Our aim is not to change the current educational framework. The purpose is to offer advice about education systems that already exist.
That said, we do have ‘informed’ opinions on what schooling and tuition should and should not be. Of course, we can also change opinions and voice off without having to lay proposals before parliament
Taking an unblinkered look would show where changes in teaching need to take place. But, it usually takes a change of government to bring about changes in an education system. Despite their regular proposals, the parliamentary system is so slow that changes do not always happen.
Putting Education Systems in Place
It is ironic, that many so-called developing nations are putting their new education systems into place. They embrace new technologies with speed and influence (e.g. information technology in particular).
It’s encouraging that IT is no longer the remit of the chosen few within academic professions. IT is here NOW and for all to use! It does not need school or even university time. In fact, some would say that Google™ is the new platform for getting advice about education.
Others might say that it is dangerous to leave education, learning, and teaching to the internet. It is a place where almost anyone can write anything. There is almost no control because it does not always need assessing by peers.
Anyone can read it once written and placed upon the ‘WWW’. Users will then have to try and assess whether the information is factual and correct.
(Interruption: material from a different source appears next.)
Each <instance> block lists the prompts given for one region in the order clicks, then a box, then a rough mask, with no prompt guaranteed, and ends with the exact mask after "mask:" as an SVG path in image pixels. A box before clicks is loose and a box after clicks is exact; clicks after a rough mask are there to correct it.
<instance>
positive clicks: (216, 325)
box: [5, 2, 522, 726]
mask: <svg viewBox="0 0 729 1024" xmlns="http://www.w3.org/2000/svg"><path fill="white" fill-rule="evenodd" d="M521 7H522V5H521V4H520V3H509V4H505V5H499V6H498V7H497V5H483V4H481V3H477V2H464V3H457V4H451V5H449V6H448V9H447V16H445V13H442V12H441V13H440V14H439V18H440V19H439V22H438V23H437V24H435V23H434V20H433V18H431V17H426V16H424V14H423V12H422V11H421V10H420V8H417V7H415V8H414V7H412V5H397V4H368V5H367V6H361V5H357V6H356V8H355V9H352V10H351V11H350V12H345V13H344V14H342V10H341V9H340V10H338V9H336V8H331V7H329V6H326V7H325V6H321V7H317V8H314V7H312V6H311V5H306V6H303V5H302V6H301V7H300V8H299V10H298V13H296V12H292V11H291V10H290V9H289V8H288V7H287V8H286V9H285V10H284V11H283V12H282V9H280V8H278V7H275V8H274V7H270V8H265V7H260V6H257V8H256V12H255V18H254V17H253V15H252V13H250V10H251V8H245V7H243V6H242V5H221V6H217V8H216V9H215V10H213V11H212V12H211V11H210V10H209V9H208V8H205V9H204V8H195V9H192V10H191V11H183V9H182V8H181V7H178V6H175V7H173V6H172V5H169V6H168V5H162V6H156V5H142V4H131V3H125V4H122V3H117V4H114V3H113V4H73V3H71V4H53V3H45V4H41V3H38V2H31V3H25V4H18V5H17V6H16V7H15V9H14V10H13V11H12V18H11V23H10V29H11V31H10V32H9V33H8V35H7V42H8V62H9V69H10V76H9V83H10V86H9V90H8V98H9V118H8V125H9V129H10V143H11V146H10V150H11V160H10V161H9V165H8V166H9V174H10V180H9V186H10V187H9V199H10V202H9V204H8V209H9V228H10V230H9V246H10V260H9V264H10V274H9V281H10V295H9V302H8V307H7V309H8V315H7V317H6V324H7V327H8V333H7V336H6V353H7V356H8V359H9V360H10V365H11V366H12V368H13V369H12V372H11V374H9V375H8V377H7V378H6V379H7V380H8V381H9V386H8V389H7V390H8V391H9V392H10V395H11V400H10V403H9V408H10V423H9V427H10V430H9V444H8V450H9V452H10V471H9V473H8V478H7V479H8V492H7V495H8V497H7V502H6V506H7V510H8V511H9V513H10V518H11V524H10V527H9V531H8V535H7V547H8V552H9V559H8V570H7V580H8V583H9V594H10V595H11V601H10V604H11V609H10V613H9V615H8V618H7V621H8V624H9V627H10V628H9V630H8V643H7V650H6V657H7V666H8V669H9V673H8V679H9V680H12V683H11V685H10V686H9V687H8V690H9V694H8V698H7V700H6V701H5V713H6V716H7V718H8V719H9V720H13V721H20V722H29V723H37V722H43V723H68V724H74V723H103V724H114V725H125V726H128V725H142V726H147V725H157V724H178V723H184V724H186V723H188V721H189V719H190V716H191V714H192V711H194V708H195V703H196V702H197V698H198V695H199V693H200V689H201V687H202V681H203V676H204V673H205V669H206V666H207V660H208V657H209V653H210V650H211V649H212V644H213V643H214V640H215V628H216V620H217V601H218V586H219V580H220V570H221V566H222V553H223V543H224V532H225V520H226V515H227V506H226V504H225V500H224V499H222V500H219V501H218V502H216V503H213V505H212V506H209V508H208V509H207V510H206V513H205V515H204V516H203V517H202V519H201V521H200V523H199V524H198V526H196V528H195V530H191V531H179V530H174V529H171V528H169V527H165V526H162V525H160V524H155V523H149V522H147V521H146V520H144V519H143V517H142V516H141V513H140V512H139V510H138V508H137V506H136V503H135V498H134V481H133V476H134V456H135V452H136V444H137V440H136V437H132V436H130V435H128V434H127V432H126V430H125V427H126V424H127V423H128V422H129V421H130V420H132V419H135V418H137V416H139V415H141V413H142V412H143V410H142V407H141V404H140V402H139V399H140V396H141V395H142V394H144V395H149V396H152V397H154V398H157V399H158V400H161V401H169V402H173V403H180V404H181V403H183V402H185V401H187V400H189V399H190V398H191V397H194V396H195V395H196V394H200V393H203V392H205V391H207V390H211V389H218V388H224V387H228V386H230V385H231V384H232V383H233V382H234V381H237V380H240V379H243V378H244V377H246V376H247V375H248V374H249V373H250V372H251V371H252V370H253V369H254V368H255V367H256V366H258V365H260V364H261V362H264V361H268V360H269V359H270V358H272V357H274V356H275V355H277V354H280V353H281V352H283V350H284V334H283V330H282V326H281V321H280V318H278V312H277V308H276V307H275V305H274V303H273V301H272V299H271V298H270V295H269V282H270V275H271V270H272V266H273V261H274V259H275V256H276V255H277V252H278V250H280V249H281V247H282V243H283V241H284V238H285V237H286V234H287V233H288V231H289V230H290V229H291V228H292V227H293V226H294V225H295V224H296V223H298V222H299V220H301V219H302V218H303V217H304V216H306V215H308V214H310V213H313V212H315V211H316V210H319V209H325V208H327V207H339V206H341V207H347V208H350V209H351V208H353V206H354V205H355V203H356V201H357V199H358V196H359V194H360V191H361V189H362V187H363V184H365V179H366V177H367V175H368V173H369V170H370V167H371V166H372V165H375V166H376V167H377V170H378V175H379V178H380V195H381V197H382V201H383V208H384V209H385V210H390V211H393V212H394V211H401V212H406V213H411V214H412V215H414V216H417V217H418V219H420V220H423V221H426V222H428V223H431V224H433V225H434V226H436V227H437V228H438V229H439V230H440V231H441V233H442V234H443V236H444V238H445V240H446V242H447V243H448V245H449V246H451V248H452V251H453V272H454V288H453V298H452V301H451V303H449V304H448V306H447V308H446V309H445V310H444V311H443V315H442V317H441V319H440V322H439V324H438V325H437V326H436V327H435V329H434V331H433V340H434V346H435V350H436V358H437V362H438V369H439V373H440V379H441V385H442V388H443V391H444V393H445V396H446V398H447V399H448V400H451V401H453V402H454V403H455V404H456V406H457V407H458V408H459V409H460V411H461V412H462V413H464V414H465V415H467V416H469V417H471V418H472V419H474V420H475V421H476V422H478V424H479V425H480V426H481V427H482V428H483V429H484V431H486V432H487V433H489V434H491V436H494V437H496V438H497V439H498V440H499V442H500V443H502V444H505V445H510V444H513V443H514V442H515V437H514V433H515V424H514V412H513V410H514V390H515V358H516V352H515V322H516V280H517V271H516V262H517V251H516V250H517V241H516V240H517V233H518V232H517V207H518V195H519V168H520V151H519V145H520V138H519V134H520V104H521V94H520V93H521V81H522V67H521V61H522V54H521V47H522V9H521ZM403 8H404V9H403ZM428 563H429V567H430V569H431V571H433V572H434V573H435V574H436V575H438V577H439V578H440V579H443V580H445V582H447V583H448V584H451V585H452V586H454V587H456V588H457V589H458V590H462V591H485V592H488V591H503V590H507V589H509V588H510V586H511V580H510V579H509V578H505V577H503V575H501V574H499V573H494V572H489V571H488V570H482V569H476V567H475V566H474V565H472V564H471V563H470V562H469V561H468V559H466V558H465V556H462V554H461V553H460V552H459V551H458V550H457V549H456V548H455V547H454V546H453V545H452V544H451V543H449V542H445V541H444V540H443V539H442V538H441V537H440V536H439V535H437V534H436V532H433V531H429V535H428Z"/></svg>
But, can we truthfully say that subjects taught in classrooms and studies are also correct and factual? To a certain extent, the information is free of:
- Political leanings of the teacher
- Chains of traditions
- Questioning and fact-checking
So, What Now for Education?
Many have seen and experienced a developing country recognized for its poor education system. Yet, it is interesting, and even frightening, that some less educated folk are in fact cleverer than those with the better education!
What is Education For?
Is there anything, other than the questionable discipline of having to do it, that cannot be better learned in one’s own time? Education is in large part about the past. It is rarely about the present or the future. Thus, filling classrooms with computers does not necessarily take education into the future.
The one big growth area that we are picking out for educational advice is distance learning. Fact, there is no real need to physically attend a classroom to learn or get educated.
So, there could be a strong argument that distance learning is for those who actually want to learn, rather than for those who have to learn. The subject matter is open to choice. It is an aspect lacking in many conventional education systems.
Education starts the moment a baby separates from the umbilical cord. More often than not in the early stages, the child has the onerous task of learning many things totally unaided. As it progresses through life at a rapid pace, it starts to receive schooling and instruction. Thus, you can view education as the main vehicle for learning. But, is it really so?